Xente is an e-commerce and financial service app serving 30,000+ customers in Uganda.

This dataset includes a sample of approximately 2,665 unique e-commerce transactions that occurred between 21 September 2018 and 17 July 2019. During this period, 1,631 loans were issued to Xente clients.

The data have been split into a test and training set. This was done chronologically, so the buyers' history can be used to predict their default likelihood.

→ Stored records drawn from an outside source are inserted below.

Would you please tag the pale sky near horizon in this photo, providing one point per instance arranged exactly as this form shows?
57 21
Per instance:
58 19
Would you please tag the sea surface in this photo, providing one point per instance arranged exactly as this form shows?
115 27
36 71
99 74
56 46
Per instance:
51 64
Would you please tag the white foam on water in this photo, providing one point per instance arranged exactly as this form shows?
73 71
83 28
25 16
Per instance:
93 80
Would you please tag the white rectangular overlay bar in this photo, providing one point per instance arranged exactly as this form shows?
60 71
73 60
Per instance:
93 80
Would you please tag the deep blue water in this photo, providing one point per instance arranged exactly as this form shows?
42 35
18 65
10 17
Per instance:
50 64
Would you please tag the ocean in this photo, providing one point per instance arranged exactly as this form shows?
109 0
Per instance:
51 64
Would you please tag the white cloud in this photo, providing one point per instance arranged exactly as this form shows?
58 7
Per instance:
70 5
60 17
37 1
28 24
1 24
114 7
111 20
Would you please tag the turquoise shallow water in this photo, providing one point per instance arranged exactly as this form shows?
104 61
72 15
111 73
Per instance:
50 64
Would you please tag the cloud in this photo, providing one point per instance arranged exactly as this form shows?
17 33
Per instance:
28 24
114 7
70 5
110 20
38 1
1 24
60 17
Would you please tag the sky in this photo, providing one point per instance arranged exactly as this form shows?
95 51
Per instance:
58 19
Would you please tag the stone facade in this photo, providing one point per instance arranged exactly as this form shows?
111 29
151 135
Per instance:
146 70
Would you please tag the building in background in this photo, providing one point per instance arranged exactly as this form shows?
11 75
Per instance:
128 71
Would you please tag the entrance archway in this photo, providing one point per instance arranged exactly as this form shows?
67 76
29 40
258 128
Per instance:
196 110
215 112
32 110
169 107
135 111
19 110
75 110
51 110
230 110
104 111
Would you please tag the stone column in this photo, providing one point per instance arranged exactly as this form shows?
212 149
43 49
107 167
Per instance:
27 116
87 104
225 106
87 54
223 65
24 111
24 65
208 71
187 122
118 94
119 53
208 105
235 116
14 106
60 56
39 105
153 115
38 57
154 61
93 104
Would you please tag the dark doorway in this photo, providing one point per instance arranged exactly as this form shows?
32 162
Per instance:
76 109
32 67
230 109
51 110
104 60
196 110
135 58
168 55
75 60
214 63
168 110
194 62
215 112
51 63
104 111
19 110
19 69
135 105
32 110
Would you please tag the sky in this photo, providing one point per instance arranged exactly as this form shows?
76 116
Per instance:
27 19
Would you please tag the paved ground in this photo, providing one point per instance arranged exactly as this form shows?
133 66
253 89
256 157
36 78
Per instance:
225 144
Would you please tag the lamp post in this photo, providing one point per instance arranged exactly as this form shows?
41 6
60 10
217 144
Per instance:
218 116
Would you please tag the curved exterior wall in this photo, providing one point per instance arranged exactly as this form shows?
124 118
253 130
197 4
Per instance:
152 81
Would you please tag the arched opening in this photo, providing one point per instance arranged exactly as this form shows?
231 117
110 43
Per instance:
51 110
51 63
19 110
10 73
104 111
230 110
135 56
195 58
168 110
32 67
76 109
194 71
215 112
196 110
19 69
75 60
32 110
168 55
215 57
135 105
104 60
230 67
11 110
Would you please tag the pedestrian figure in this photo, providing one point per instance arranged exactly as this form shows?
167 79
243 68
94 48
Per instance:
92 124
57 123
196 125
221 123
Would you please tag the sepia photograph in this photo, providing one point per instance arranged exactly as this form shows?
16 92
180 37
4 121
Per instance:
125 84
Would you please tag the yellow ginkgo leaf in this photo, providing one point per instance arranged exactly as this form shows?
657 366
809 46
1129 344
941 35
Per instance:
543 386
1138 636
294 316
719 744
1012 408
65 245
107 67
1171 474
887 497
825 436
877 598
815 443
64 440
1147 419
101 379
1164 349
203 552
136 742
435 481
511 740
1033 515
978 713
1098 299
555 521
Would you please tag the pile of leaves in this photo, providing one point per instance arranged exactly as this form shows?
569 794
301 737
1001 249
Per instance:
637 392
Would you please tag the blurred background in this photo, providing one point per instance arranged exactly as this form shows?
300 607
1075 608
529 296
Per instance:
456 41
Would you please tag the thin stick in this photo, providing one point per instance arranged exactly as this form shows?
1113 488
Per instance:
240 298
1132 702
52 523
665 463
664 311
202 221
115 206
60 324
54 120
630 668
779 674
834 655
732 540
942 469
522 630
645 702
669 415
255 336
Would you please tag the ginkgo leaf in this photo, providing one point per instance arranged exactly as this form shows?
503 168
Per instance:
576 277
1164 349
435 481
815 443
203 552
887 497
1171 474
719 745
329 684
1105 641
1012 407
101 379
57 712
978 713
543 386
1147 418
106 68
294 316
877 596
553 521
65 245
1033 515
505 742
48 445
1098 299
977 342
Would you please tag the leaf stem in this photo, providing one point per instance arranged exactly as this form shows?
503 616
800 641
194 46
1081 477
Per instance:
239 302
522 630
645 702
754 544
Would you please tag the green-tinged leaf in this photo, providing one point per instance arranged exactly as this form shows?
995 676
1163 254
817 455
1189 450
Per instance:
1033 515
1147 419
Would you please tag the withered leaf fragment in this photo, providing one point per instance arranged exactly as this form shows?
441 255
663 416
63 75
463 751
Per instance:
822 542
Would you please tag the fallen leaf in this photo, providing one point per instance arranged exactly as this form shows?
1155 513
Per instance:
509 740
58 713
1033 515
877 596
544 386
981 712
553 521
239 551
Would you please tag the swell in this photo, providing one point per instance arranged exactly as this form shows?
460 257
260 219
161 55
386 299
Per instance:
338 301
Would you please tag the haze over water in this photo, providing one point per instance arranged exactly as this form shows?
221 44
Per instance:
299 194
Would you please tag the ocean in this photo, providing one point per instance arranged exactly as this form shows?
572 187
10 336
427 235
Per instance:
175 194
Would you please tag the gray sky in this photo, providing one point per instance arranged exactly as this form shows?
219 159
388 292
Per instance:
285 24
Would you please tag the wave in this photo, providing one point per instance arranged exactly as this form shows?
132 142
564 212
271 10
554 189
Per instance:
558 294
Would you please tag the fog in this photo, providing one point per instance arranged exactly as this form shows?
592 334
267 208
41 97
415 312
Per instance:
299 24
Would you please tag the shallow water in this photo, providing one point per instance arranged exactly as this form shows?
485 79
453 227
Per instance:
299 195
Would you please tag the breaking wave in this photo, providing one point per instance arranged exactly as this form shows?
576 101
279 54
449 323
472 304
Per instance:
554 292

The training set contains 1,769 unique transactions and the test set contains 905 unique transactions. The number of observations in the train data sets exceeds the number of transactions, as a result of some transactions being paid in split payments/installments.

Variable definitions

  • CustomerId: Unique number identifying the customer on platform
  • TransactionStartTime: Transaction start time
  • Value: Value of transaction
  • Amount: Value of Transaction with charges
  • TransactionId: Unique transaction identifier on platform
  • BatchId: Identifier for bulk transactions being done on an account
  • SubscriptionId: You can have one account with multiple subscriptions
  • CurrencyCode: Country currency
  • CountryCode: Numerical geographical code of country
  • ProviderId: Source provider of Item bought
  • ProductId: Item name being bought
  • ProductCategory: Type of product
  • ChannelId: Identifies if customer used Xente Paylater on any other channel
  • TransactionStatus: Loan application status (1=accepted, 0 = rejected)
  • IssuedDateLoan: Date loan is issued
  • AmountLoan: Value of the loan issued
  • Currency: Ugandan shillings Denominations
  • LoanId: Loan transaction unique identifier
  • PaidOnDate: Date on which the loan was paid
  • IsFinalPayBack: Last payback installment
  • InvestorId: Loan issuer or network owner
  • DueDate: Date loan is due
  • LoanApplicationId: unique identifier for loan application
  • PayBackId: Loan payback number identifier
  • ThirdPartyId: Transaction id for a loan payback
  • IsThirdPartyConfirmed: loan order succeeded on platform
  • IsDefaulted: Exceeded agreed payback time (1 = default, 0 = non-default)

Files available for download

The files for download here are:

  • VariableDefinitions.csv: Definition of the features per transaction
  • Train.csv: Ecommerce transactions and associated loans from 21 September 2018 and 31 March 2019, including whether or not a customer defaulted on their loan. This is the dataset that you will use to train your model.
  • Test.csv: Ecommerce transactions and associated loans from 31 March 2019 and 17 July 2019, excluding whether or not a customer defaulted on their loan. Additional variables associated with the loan have also been removed from the test set. is the dataset that you will use to test your model on.
  • unlinked_masked_final.csv: e-commerce transactions not linked to any loans, but associated to customers with loan-linked e-commerce transactions.
  • sample_submission.csv: is an example of what your submission file should look like, including a list of unique transaction ids and the associated loan status. The order of the rows does not matter, but the names of the TransactionId must be correct.